I partiti pensano alle larghe intese. Ma i 5S se ne tirano già fuori. E Conte avvisa Draghi: “Diremo no alle nuove spese militari”

Alle elezioni i partiti pensano alle larghe intese. Ma il Movimento 5 Stelle non ci sta e se ne chiama fuori

I partiti pensano alle larghe intese. Ma i 5S se ne tirano già fuori. E Conte avvisa Draghi: “Diremo no alle nuove spese militari”

Come si suol dire, il dado è tratto. Semmai ce ne fosse ancora bisogno, le parole pronunciate ieri da Giuseppe Conte all’evento di presentazione del programma del Movimento Cinque Stelle a Roma, segna definitivamente una linea di demarcazione tra pentastellati e tutti gli altri partiti, Pd compreso.

L’accusa, d’altronde, è di quelle forti: “Non sentite già aria di nuove larghe intese?
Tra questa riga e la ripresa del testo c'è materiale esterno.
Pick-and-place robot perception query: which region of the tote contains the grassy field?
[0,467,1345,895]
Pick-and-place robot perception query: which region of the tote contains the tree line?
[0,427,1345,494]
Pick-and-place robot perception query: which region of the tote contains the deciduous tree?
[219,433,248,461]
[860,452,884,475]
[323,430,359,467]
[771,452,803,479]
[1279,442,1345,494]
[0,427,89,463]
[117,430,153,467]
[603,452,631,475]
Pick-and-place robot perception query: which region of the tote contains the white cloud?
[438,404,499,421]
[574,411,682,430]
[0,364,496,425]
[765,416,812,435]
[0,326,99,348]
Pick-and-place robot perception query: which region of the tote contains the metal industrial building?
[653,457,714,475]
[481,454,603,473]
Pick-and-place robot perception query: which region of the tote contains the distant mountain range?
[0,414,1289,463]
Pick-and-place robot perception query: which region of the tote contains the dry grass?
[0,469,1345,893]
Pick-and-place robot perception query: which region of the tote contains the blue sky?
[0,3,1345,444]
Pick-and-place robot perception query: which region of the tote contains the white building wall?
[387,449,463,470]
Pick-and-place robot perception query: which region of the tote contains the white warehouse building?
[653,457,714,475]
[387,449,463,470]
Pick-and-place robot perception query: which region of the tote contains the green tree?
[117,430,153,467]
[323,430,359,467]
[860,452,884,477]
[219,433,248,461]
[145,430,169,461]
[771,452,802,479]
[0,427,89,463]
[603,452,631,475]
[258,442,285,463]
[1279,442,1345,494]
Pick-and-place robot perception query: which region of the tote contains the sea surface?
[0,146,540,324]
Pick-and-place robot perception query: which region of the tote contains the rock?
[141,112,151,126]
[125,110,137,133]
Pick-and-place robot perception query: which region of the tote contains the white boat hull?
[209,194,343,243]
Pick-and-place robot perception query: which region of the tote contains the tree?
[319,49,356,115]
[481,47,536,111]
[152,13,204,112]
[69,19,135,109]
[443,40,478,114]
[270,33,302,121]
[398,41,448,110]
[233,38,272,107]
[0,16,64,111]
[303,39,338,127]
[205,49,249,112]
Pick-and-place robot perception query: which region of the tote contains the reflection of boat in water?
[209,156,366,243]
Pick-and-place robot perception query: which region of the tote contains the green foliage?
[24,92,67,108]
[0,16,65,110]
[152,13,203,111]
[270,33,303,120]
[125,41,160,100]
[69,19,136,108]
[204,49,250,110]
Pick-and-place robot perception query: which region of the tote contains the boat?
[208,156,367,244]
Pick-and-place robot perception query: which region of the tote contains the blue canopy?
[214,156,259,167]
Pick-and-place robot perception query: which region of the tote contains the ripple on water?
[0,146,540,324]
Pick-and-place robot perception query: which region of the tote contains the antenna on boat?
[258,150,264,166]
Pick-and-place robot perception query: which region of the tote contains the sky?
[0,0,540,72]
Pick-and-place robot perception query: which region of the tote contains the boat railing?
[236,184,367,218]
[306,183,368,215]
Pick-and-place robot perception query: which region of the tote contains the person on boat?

Che c’è una campagna molto strana con la candidata avvantaggiata nei sondaggi che dosa le uscite…Mi ha colpito molto lo spin doctor della Meloni, Crosetto, che su Avvenire accenna al fatto che si potrà fare un altro governo dei migliori. Sono già pronti a tirar fuori un altro esponente della comunità finanziaria, c’è sempre il migliore dei migliori.

Lo diciamo chiaramente: no ad accozzaglie e larghe intese – lo abbiamo fatto una volta perché il paese era in braghe di tela, per senso di responsabilità – noi non ci saremo”.  Parte da qui Conte per illustrare il suo programma all’Auditorium della Conciliazione tracciando un distinguo netto tra ‘noi’ e ‘loro’. Tra gli obiettivi a 5 stelle che sono “un impegno d’onore” e quelli delle altre “forze politiche specialiste nel potere” e nel saper “galleggiare”.

Poi, a due settimane dal voto, insieme a Verdi e SI, apre un fronte che si preannuncia bollente: “La prossima settimana – preannuncia – il governo nel silenzio generale porterà in Commissione dei decreti per 10 miliardi di maggiori investimenti militari. Troveranno il M5S a bloccare questa strada”.

A stretto giro, per voce di Enrico Borghi, arriva la replica del Pd: “Il Giuseppe Conte che oggi sale sulle barricate in nome del pacifismo antimilitarista è un omonimo di quel Giuseppe Conte che, da capo del governo, votò e fece votare l’istituzione del Fondo Investimenti Difesa i cui decreti attuativi sono oggi in emanazione?”. L’ennesima falsità in una campagna elettorale che evidentemente ancora riserva colpi bassi.

Platea e applausi

E non a caso le schermaglie non finiscono qui. “Letta ha detto che supereranno il Jobs act…non si è accorto che nel 2018 lo abbiamo superato noi? – incalza il capo politico del M5S – Era a Parigi. Se studiano i dati vedranno quale strumento formidabile è stato il decreto Dignità”.

Poi ricorda l’europarlamentare David Sassoli, “una persona per bene” e Angelo Vassallo, “il sindaco dimenticato dal Pd”. Conte non risparmia stoccate a nessuno, nemmeno a Draghi sui risultati ottenuti in Ue: “Il governo dei migliori aveva tutte le carte in regola, cv, competenze, conoscenze, entrature, ma se non lavori per il tuo popolo con coraggio e determinazione non vai da nessuna parte”.

E ancora, parlando del decreto aiuti bis bloccato in Parlamento: “Le altre forze politiche, che a chiacchiere dicono di voler salvare le aziende in difficolta’, non vogliono votare un emendamento che non richiede coperture e sblocca il meccanismo della cessione. Martedì vedremo…”.

Vestito di scuro, microfono e tablet stretto tra le mani, lo stile di Conte ricorda a molti quello di Steve Jobs: parla camminando per il palco, tra applausi e standing ovation ‘presenta’ l’evento dando di volta in volta la parola ai candidati: da Federico Cafiero De Raho fino al professor Livio De Santoli. I macro-temi affrontati vengono scadenzati dai video che scorrono sul maxi schermo. In platea ci sono le nuove leve e le vecchie glorie: da Paola Taverna a Roberto Fico, da Alfonso Bonafede fino a Virginia Raggi. Una platea di big che scroscia le mani dinanzi agli impegni di Conte, dalla lotta alla mafia al disarmo. Temi che pare essere stati dimenticati da tutti gli altri.